I have a dataset which contains categorical and numerical predictors, and a binary logistic response. I need to select a best binary logistic model, and to achieve this I use function "Generalised Linear Model" to generate AIC for different models in SPSS and compare their AIC for the best model.

I am using forwarding method to generate the best model. So I tried to generate AIC for model with single predictor first, for example, I run models one by one and compare their AIC: "regress response on predictor A" and "regress response on predictor B" and "regress response on predictor C" etc.

The steps to do this is: analyse > generalised linear models > under tab "Type of Model" check binary logistic > under tab "response" put the response into dependent variable > under tab "predictors" put predictor A > under tab "Model" put predictor A. It generates a weird AIC value.

I tried running analyse > regression > binary logistic and run the same model "regress response on predictor A". In the output I got -2Loglikehood and plug it into the AIC formula "AIC= -2Loglikehood +2p". This AIC is different with the AIC generated by GLM using the step above.

However, if i try running GLM using the following steps instead:

analyse > generalised linear models > under tab "Type of Model" check binary logistic > under tab "response" put the response into dependent variable > under tab "predictors" put all predictors > under tab "Model" put predictor A. AIC value generated is identical or very close to what it is supposed to be.

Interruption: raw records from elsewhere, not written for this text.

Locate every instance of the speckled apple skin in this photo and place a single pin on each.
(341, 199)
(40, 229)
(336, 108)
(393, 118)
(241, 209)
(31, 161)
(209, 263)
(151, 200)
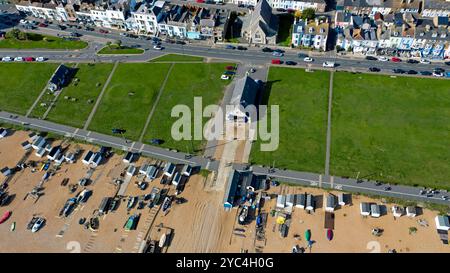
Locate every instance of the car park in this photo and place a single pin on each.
(328, 64)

I wonder why putting allpredictors/ just a predictor under "predictors" tab generate different AIC.

Best Answer

This could have to do with missing data, or it could have to do with GENLIN using the full likelihood function by default, where LOGISTIC REGRESSION always uses the kernel of the likelihood (or both).

If there are cases missing on any of the predictors or the dependent, then they won't be used as long as the predictor(s) on which they're missing are specified to the procedure. If you specify them on the Predictors tab, then listwise deletion of cases with missing data will be done using all of them, even if they're not used as predictors in a particular analysis. If you only specify one predictor on that tab and in the model, then listwise deletion is done only on that one predictor and the dependent variable, so more cases might remain for analysis. You'd want the same set of cases to be used for all these analyses, so specifying them all on the Predictors tab is the way to go (though if you have a lot of missing data you might want to consider something like multiple imputation to help deal with that).

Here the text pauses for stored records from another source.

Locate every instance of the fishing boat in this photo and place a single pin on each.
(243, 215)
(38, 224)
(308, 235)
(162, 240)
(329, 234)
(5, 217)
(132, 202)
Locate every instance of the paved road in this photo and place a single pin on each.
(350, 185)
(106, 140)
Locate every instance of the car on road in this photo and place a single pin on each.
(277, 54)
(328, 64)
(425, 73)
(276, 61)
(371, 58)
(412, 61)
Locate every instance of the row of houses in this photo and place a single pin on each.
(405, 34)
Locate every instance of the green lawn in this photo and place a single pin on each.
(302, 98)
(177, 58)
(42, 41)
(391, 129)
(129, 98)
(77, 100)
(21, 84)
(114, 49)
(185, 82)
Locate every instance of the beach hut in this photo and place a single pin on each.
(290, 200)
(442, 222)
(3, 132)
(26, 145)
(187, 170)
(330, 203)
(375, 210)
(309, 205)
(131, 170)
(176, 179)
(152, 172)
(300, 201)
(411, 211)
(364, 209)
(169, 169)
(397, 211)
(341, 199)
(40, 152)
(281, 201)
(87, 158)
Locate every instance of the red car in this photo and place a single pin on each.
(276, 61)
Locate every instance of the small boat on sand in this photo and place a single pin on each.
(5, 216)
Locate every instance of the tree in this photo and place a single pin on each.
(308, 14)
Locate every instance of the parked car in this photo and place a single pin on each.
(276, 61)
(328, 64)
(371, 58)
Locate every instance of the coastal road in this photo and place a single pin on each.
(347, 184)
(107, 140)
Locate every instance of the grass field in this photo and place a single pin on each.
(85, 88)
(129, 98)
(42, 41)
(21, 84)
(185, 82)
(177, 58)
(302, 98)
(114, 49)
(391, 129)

The other possible issue is that LOGISTIC REGRESSION always gives -2 LL values based on the kernel of the binomial likelihood function, ignoring the binomial constant that doesn't affect the parameter estimation process. This is the most common way things are reported. GENLIN by default reports -2 LL values based on the full likelihood. You can change this on the Statistics tab under Log-Likelihood Function (change it from Full to Kernel).